10 Dec 2015 12:33pm

Government outlines new measures in draft Finance Bill

The government will go ahead with plans to consult on legislation that will create a new criminal offence for corporations that fail to take appropriate steps to prevent the facilitation of tax avoidance

This offence, first announced in the 2015 Summer Budget was outlined yesterday in the government's draft Finance Bill 2016, and, says law firm Pinsent Masons, is “most squarely” aimed at financial services and professional services firms, but all sectors will be in scope.

But, the law firm says, this new law will be difficult to impose against overseas firms.

Jason Collins, partner and head of tax at Pinsent Masons, said, “You can’t extradite a company.

“HMRC may resort to 'prosecution by press release' – i.e., by issuing criminal proceedings which, because they are in the public domain, will mean the foreign company has to decide whether to respond in the public domain.

“This is the sort of legislation of which US law-makers would be proud. It is a bold attempt by the UK to extend the arm of its law beyond its borders. It needs to be matched with resources to police the offence otherwise it will become a damp squib.”

Collins also raises questions about whether this new, tougher stance, will put overseas financial services firms off doing business in the UK

“The US’ very aggressive approach to aggressive tax avoidance and tax evasion has put off some financial services firms from exposing themselves to doing business in the US. This offence may lead to the same thing happening in the UK.”

The government also published further details on new powers that will allow the Revenue to levy penalties on companies that persistently engage in aggressive tax planning.

A large business can be placed under what HMRC describes as “special measures” if it judges it to have an ongoing history of tax planning. HMRC’s “special measures” could then be used to impose harsher penalties if any unpaid tax is due to a “speculative interpretation” of UK law.

According to analysis by Pinsent Masons, under the new laws, HMRC is free to decide what this “speculative interpretation” is.

“The new terms effectively leave HMRC as judge, jury and executioner on these businesses’ approach to tax,” Heather Self, partner at Pinsent Masons said.

“That is a very subjective judgement and is likely to result in some very contentious penalties when it is used.”

Large businesses will also be required to publish their tax strategies, which, the government said, will ensure greater transparency.

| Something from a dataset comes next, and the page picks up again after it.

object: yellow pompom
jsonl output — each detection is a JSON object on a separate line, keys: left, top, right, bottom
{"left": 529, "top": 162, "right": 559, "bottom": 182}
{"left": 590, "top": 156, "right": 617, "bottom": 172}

But, said EY, more and more businesses are voluntarily publishing and explaining tax policies, and tax transparency is becoming entrenched in business agendas.

“Introducing mandatory measures could be a backwards step,” said Tim Steel, EY’s UK & I tax markets leader.

“Business’s relationship with HMRC is key to attracting investment to the UK. The government will need to get this right in order to continue to support its ‘Open For Business’ strategy.”